A majority of Nimble users rely on a combination of snapshots and replication for data protection, with good reason. Earlier discussions have highlighted InfoSight statistics regarding RPOs and snapshot retention durations observed in the Nimble install base.
For new users, some questions that might come up are – how much capacity will one need for snapshots? And how much bandwidth will replication require? If you are a Nimble customer, the InfoSight portal has a handy planning section that offers replication sizing guidance specific to your environment (in the Data Protection tab). If you are brand new to Nimble, or have not used snapshots extensively, here is some InfoSight data culled from thousands of Nimble systems/volumes that might help you with planning. Note that this data is specific to Nimble – thanks to our use of configurable block sizes and pointer based snapshots (which only store compressed, block level changes), Nimble snapshots do use considerably less space than other implementations.
First, let’s define a useful term – daily snapshot change rate. Basically daily change rate is how much capacity – as a percentage of your stored data set – you will require on average to store a day’s worth of snapshots, for that particular type of data. Note – we’re not necessarily talking about 1 daily snapshot – we’re talking about the typical mix of snapshot RPOs used for applications, ranging from minutes to hours apart. If you have very frequent snapshots (more than install base average for that particular application), change rates could be slightly higher because you are potentially capturing more versions of each data block in a day. Conversely if you only capture a single daily snapshot, daily change rates would likely be slightly lower.
So if you have a 100GB dataset, and a 0.5% daily change rate on average, then to store 60 days of snapshots you will need – 100 x 0.5% x 60 = 30GB of capacity. Bear in mind that Nimble snapshots (aside from being very thin) are retained on high density, low cost HDDs to make retention cost effective.
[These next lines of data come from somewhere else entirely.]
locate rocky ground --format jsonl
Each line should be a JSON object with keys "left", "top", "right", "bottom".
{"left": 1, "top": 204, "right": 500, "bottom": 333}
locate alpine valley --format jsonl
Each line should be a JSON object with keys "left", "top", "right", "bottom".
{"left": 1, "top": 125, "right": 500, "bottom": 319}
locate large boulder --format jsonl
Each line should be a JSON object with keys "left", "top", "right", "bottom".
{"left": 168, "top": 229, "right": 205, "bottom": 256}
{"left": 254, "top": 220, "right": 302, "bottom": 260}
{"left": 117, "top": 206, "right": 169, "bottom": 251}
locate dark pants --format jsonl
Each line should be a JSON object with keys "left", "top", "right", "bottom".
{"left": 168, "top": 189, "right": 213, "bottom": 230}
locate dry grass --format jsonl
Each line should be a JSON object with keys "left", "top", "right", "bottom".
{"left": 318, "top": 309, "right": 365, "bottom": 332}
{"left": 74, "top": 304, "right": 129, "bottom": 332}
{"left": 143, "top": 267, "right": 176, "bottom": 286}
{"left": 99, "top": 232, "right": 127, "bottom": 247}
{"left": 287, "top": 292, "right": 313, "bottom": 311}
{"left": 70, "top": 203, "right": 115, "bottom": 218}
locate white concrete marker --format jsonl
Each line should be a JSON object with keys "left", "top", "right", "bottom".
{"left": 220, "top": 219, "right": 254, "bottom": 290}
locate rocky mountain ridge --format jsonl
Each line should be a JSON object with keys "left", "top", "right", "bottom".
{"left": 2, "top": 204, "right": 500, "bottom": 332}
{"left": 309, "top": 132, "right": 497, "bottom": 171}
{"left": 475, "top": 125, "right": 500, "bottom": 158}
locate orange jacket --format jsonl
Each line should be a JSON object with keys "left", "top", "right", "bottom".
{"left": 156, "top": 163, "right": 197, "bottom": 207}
Change rate is also useful to estimate WAN bandwidth requirements for replication purposes. So for the example above, you would need to transfer just 0.5GB (500MB) of data across the WAN each day. Depending on your daily replication windows (Nimble allows you to implement QoS policies, to avoid using WAN bandwidth during peak hours for example) you can estimate bandwidth requirements from there. Note: as mentioned previously, the planning section of the InfoSight data protection tab provides a bandwidth estimate as well.
Having just defined this handy term, I will say that the daily snapshot change rate is not necessarily an immutable property of your data set. It depends on how much new data is being written each hour or day, and how much the stored data set grows over time (the two need not be directly connected because of overwrites). We’ll revisit the topic of change rate trending in a future post with some interesting data.
With that definition (and caveat) out of the way, we can now look at how daily change rates look for a wide range of data types across the Nimble install base. The chart below shows change rate by the “Performance Policy” (a type of application profile) that Nimble users have assigned to their data sets.
First let’s look at the category of data sets I have grouped together as belonging to “end user applications” such as Microsoft Exchange, SharePoint, VDI and File Servers. You’ll notice that most of them have daily change rates ranging from 0.3% to just under 1%, with the exception of Exchange logs, which top 1.5%.
Virtualization infrastructure data sets (spanning many flavors of VMware vSphere, Microsoft HyperV and Citrix XenServer) range from 0.4% to just over 1%.
Databases range from 0.25% to 1.5%, with SQL Server logs topping 2.5%.
All “Other” applications (spanning thousands of volumes) average 0.3%.
Finally, the Nimble average across all of the above is 0.5%.
What are you seeing for your data sets?